Le problème de la barrière de la langue a conduit Abdelaali El Badaoui, fondateur de Banlieues Santé – un réseau de 5 000 bénévoles professionnels de santé (médecins, infirmiers, sages-femmes, médiateurs en santé…) à travers la France –, à imaginer de courtes vidéos d’information sur la santé et les gestes barrières dans plus de trente dialectes, diffusées sur l’application En mode confiné, conçue par la start-up parisienne Contournement.

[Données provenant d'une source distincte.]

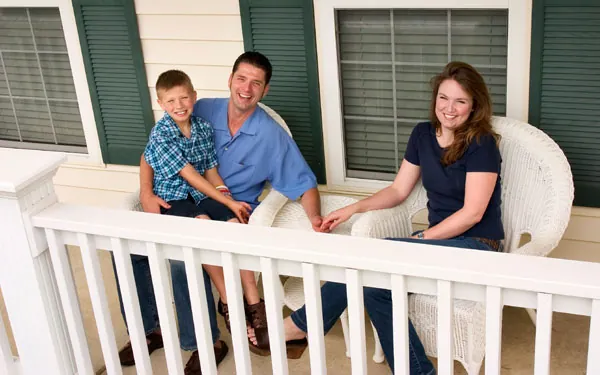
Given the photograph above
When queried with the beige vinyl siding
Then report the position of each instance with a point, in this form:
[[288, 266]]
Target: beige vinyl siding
[[199, 37], [208, 62]]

M. El Badaoui a également entrepris de former 150 associations (en Ile-de-France et dans les Bouches-du-Rhône principalement) à la diffusion des gestes barrières, au respect des mesures d’hygiène mais aussi à l’apprentissage d’une meilleure alimentation.
« Désert alimentaire »
C’est le combat de Fatima Idhammou. A 33 ans, cette diplômée de la Sorbonne a créé l’association Réseau d’échange et de restauration (RER), à la fois incubateur culinaire et restaurant, installé dans le Val-d’Oise, à Goussainville et à Sarcelles, où elle a grandi. En longeant l’avenue du 8-Mai-1945 qui traverse sa ville natale, la jeune femme compte, accablée : « un kebab », « deux », « trois », « une pizzeria », « deux », « un tacos », « un poulet frit », « un second ».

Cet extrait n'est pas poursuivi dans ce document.